Önceki gün, Cumhuriyet Halk Partisi’nin ‘Adalet Yüryüşü’ne katıldım.

                                                **

Niyetim terörist olmak (!) değildi ama en azından bir mola yerine kadar kafileyle yürümek, terörist olmak isteyenleri yakından görmekti!

                                               **

Olmadı, öksürük krizim nedeniyle sadece 100 metre yürüyebildim ve de çok az gözlem yapabildim.

                                               **

Daha yürüyüş teri akıtmadan, hatta daha ısınamadan yürüyüşten ayrılmak zorunda kaldım.

                                               **

Kaldım da, şimdi de kendi kendime, ‘Acaba ben de terörist oldum mu, olmadım mı?’ diye sormaya da başladım.

                                             **

Cumhurbaşkanı, başbakan, bakanlar, bu yürüyüşün başladığı günden beri ne zaman konuşsalar, gündemleri ne olursa olsun, konuyu Adalet Yürüyüşü’ne getirip, ‘Adalet, madalet değil. Bunların ki terörist yürüyüşü’ diyorlar ya, işte ben de o yüzden terörist miyim, değil miyim ikileminden bir türlü kurtulamadım!

                                              **

İşin şahsımla ilgili bölümü böyle. Diğer bölüme gelince… İnsanlar otobüslerle, otomobillerle terörist olmak için akın akın geliyorlar.

                                             **

Adalet Yürüyüşü’ne katılmak ve terörist olmak. Bu memlekette, ne kadar da terörist olmak isteyen varmış!

                                             ** 

O gün öyle sekiz-on dakika yürüyenlere baktım da… Yaşlı bir kadın terörist olmak için koltuk değneğiyle gelmiş, seke seke yürümeye ve de akabinde terörist olmaya çalışıyor!

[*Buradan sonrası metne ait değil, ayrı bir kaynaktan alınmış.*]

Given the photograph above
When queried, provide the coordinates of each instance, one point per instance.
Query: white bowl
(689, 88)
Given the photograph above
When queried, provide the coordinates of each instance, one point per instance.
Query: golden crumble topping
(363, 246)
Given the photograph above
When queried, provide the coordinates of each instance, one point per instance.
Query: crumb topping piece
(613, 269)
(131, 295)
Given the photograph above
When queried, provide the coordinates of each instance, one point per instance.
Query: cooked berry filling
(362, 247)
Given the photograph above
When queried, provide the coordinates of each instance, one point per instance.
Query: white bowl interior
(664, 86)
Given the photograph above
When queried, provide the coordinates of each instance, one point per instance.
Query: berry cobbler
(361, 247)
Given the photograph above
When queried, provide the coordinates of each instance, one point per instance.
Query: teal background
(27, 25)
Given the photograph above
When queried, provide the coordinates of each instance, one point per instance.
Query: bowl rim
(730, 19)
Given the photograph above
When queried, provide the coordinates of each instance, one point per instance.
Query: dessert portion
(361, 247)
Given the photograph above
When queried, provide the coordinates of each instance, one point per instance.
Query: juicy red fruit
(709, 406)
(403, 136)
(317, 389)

                                           **

Solda, ileride genç bir kadın. Bebek arabasıyla ‘Adalet Yürüyüşü’nde yürüyor. Sanki, ‘Benim terörist olmam yetmez, bebeğimde terörist olsun’ der gibi!

                                                **

Sağ yanımda, yaşı 80’e dayanmış, hafif aksayarak ve de saniyede iki kere nefes alarak yürüyen bir amca. ‘Senden bu yaştan sonra terörist olmaz’ diyeceğim ama morali bozulmasın diye demedim, diyemedim!

                                              **

Hemen önümde yaşları 15-16 olan iki genç. Onlara bakarak kafamda, ‘Siz de terörist olmak için çok gençsiniz. Siz gidin de, üç-beş yıl sonra gelin’ diye bir cümle kurdum ama hevesleri kursaklarında kalmasın diye söyleyemedim!

                                              **

Avukatlar gelmiş, terörist olmak için sıraya girmiş. Emekliler gelmiş, terörist olmak için güneşin altında kuyrukta. Kadınlar, gençler, dedeler, babaanneler hepsi terörist olmak istiyor. Hem de bu temmuz sıcağında!

                                                 **

Ve bu insanlara terörist diyenler… Bu temmuz sıcağında iki kilometre yürüyün de görelim sizin terörist olup olamama çapınızı! Ankara’dan İstanbul’a yürümeye ise hayalleriniz bile yetmez!